In [64]:
import numpy as np
import matplotlib.pyplot as plt
import pandas as pd
import seaborn as sns
from scipy import stats

from sklearn.linear_model import LogisticRegression

from sklearn.ensemble import RandomForestClassifier
from sklearn.tree import DecisionTreeClassifier
from sklearn.metrics import accuracy_score, f1_score,confusion_matrix, classification_report,mean_absolute_error,r2_score, roc_auc_score
from time import time
from sklearn.model_selection import cross_val_score, train_test_split,cross_validate, StratifiedKFold
from xgboost import XGBClassifier
# from sklearn.feature_selection import SelectKBest, chi2
from sklearn.compose import ColumnTransformer
from sklearn.pipeline import Pipeline, FeatureUnion
from sklearn.preprocessing import LabelEncoder, StandardScaler
from sklearn.model_selection import GridSearchCV, RandomizedSearchCV
import warnings
import os
warnings.filterwarnings('ignore')

In [2]:
rand = 3
os.environ['PYTHONHASHSEED']=str(rand)
np.random.seed(rand)

## Load Data

In [3]:
dataURL = 'https://raw.githubusercontent.com/propublica/compas-analysis/master/compas-scores-two-years.csv'
raw_data = pd.read_csv(dataURL)
print(raw_data.shape)
raw_data.columns

(7214, 53)


Index(['id', 'name', 'first', 'last', 'compas_screening_date', 'sex', 'dob',
       'age', 'age_cat', 'race', 'juv_fel_count', 'decile_score',
       'juv_misd_count', 'juv_other_count', 'priors_count',
       'days_b_screening_arrest', 'c_jail_in', 'c_jail_out', 'c_case_number',
       'c_offense_date', 'c_arrest_date', 'c_days_from_compas',
       'c_charge_degree', 'c_charge_desc', 'is_recid', 'r_case_number',
       'r_charge_degree', 'r_days_from_arrest', 'r_offense_date',
       'r_charge_desc', 'r_jail_in', 'r_jail_out', 'violent_recid',
       'is_violent_recid', 'vr_case_number', 'vr_charge_degree',
       'vr_offense_date', 'vr_charge_desc', 'type_of_assessment',
       'decile_score.1', 'score_text', 'screening_date',
       'v_type_of_assessment', 'v_decile_score', 'v_score_text',
       'v_screening_date', 'in_custody', 'out_custody', 'priors_count.1',
       'start', 'end', 'event', 'two_year_recid'],
      dtype='object')

In [4]:
compas_df = raw_data.loc[
    (raw_data['days_b_screening_arrest'] <= 30) &
    (raw_data['days_b_screening_arrest'] >= -30) &
    (raw_data['is_recid'] != -1) &
    (raw_data['c_charge_degree'] != "O") &
    (raw_data['score_text'] != "N/A")
]
len(compas_df)

6172

## Recidivism Classification

### Prepare Data

In [25]:
df = compas_df.copy()

#### Check data bias. 
we can clearly see that the sample is unbalanced: Asian and Native Amerian samples are too small -> inapprociate to analyze and make predictions for them -> we'll add them to the Other group. This also makes the sample data more balanced.

In [26]:
df.loc[df['race'].isin(['Native American', 'Asian']), 'race'] = "Other"
df['race'].value_counts()

African-American    3175
Caucasian           2103
Hispanic             509
Other                385
Name: race, dtype: int64

#### Check Data Balance

In [36]:
not_recid = (df['two_year_recid'].sum()/df['two_year_recid'].shape[0])*100

print("Not Recidivism Rate: %.2f%%" % not_recid)
print("Recidivism Rate: %.2f%%" % (100-not_recid))

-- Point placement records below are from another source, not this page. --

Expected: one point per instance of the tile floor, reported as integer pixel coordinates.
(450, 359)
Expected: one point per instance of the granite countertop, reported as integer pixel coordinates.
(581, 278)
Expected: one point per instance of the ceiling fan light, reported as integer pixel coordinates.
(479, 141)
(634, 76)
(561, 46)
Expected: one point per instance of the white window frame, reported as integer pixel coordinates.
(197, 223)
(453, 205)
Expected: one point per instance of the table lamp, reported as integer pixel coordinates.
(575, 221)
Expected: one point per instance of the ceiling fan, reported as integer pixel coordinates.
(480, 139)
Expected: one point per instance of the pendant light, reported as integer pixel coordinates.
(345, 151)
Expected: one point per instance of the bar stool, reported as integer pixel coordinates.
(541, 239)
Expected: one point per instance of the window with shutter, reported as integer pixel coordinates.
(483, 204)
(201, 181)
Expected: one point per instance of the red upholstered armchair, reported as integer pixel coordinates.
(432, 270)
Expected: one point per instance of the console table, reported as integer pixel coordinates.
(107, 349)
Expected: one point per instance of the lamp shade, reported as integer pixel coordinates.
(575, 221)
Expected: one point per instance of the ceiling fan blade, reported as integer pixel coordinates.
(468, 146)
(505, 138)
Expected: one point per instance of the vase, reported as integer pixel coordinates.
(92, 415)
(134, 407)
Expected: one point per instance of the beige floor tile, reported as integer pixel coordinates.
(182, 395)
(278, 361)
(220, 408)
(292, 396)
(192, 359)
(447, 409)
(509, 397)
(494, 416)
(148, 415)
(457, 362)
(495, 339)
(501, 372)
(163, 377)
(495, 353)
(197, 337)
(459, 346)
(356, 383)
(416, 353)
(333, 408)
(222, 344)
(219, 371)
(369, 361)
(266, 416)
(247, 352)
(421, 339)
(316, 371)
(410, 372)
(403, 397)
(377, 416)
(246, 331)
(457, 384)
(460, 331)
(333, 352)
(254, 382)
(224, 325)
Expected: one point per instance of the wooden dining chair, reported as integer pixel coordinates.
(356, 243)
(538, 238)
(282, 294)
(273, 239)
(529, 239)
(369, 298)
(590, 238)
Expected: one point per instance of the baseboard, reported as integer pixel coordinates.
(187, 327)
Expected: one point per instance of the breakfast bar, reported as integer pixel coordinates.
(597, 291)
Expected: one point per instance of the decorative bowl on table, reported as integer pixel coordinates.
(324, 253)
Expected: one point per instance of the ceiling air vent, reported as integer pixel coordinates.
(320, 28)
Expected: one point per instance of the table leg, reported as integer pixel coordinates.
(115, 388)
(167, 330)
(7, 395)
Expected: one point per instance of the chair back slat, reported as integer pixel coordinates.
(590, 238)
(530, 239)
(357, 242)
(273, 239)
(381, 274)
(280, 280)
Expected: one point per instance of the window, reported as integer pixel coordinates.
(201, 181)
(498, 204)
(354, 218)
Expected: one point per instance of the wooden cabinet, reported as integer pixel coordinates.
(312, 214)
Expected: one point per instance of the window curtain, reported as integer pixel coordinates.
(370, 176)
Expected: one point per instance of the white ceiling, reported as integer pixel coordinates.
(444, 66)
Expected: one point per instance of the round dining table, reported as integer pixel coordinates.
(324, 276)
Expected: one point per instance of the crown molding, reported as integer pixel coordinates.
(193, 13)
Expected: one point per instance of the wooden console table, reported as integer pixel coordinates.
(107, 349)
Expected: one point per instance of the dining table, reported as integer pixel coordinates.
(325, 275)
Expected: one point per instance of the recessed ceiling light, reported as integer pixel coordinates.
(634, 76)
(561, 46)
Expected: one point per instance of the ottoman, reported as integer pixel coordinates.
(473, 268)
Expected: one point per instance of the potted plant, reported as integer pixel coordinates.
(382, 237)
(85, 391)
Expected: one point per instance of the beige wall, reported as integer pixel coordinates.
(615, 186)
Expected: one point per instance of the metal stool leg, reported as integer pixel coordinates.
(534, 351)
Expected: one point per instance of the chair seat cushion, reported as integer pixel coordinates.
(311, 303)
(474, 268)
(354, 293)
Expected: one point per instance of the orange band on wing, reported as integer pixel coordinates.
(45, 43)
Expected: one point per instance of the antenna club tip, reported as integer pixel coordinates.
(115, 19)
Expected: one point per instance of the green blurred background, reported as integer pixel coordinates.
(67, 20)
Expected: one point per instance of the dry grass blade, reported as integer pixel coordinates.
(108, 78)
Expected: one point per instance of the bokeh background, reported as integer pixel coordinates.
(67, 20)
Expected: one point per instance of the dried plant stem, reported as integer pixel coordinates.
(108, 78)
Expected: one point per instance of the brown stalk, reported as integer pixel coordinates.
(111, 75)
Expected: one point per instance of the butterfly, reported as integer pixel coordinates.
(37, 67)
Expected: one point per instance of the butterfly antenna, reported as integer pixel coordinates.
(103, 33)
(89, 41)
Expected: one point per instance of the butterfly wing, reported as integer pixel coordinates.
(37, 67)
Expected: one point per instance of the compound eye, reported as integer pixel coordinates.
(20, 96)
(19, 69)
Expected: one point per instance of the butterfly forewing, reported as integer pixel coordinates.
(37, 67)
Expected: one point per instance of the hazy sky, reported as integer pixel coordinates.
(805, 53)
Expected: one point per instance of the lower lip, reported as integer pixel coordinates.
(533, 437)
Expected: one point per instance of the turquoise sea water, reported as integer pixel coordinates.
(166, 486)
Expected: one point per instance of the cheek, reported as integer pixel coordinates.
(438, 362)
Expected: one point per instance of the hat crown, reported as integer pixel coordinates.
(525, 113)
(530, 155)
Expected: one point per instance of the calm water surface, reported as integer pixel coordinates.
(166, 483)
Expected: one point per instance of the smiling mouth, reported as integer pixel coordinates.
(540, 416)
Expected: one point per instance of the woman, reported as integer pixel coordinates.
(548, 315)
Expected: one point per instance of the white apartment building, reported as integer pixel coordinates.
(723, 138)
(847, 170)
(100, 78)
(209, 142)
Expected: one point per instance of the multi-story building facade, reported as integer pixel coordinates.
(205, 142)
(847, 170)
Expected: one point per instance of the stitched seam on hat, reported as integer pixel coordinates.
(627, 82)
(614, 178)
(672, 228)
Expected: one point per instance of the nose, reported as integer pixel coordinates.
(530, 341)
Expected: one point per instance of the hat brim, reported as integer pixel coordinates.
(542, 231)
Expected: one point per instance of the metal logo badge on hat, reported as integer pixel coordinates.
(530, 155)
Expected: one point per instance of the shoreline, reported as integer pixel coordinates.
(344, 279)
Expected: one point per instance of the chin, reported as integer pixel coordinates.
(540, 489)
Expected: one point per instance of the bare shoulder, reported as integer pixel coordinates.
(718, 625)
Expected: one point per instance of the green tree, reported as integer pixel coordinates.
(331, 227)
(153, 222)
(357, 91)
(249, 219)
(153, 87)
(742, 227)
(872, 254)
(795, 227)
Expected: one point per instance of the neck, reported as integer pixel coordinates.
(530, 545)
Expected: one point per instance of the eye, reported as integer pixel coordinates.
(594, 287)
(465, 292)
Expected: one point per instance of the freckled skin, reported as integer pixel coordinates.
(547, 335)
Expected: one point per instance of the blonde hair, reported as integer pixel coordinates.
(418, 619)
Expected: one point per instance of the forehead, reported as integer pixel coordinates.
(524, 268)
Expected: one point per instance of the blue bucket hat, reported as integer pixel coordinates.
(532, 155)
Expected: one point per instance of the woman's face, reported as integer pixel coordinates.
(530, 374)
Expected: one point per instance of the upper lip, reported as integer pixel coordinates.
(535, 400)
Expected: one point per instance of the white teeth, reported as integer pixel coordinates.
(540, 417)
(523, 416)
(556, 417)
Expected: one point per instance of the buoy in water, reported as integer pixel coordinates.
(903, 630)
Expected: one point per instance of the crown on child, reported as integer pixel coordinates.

Not Recidivism Rate: 45.51%
Recidivism Rate: 54.49%


#### Preprocess Steps

In [27]:
# copy the original columns for reference later
df[['race_ref','age_ref','c_charge_degree']] = df[['race','sex','c_charge_degree']]

In [28]:
# Label Encode Categorical Data
df[['race','sex','c_charge_degree']] = df[['race','sex','c_charge_degree']].apply(LabelEncoder().fit_transform)

In [38]:
# df.head()

In [39]:
features = df[['sex','age','race','priors_count','c_charge_degree']]
target = df['two_year_recid']
stratify = df['two_year_recid']

In [40]:
X_train, X_test, y_train, y_test = train_test_split(
        features, 
        target, 
        stratify = stratify,
        test_size = 0.25,
        random_state = rand
)

## Modeling & Evaluation

### Define Models to train

In [68]:
classifiers = {
    'Logistic Regression': {'model': Pipeline(steps = [
            ('scale', StandardScaler()),
            ('classifier', LogisticRegression(random_state = rand))
             ])},
    'Decision Tree' : {'model': DecisionTreeClassifier(random_state = rand)},
    'Random Forest' : {'model': RandomForestClassifier(random_state = rand)},
    'XGBoost': {'model': XGBClassifier(random_state = rand)}
}

In [69]:
cv_result = pd.DataFrame(columns= ['Model', 
                                   'AVG F1', 
                                   'AVG AUC', 
                                   'AVG Precision', 
                                   'AVG Recall', 
                                   'AVG Accuracy'])

In [70]:
for model_name in classifiers.keys():
    model = classifiers[model_name]['model']
    
    # define scoring metrics
    scoring = ['f1','roc_auc','precision','recall','accuracy']
        
    # generate cross validation for with defined random state
    skf = StratifiedKFold(n_splits = 5, random_state = rand, shuffle = True)
        
    # run cross validation
    scores = cross_validate(
        model, 
        X_train, 
        y_train, 
        scoring = scoring, 
        cv = skf)
    cv_result = cv_result.append({'Model': model_name, 
                                  'AVG F1': scores['test_f1'].mean(), 
                                  'AVG AUC': scores['test_roc_auc'].mean(),
                                  'AVG Precision': scores['test_precision'].mean(), 
                                   'AVG Recall': scores['test_recall'].mean(), 
                                   'AVG Accuracy': scores['test_accuracy'].mean()
                                 }, ignore_index = True
                                )

In [73]:
# print the result, sort by the AVG F1
cv_result.sort_values(by='AVG F1', ascending=False)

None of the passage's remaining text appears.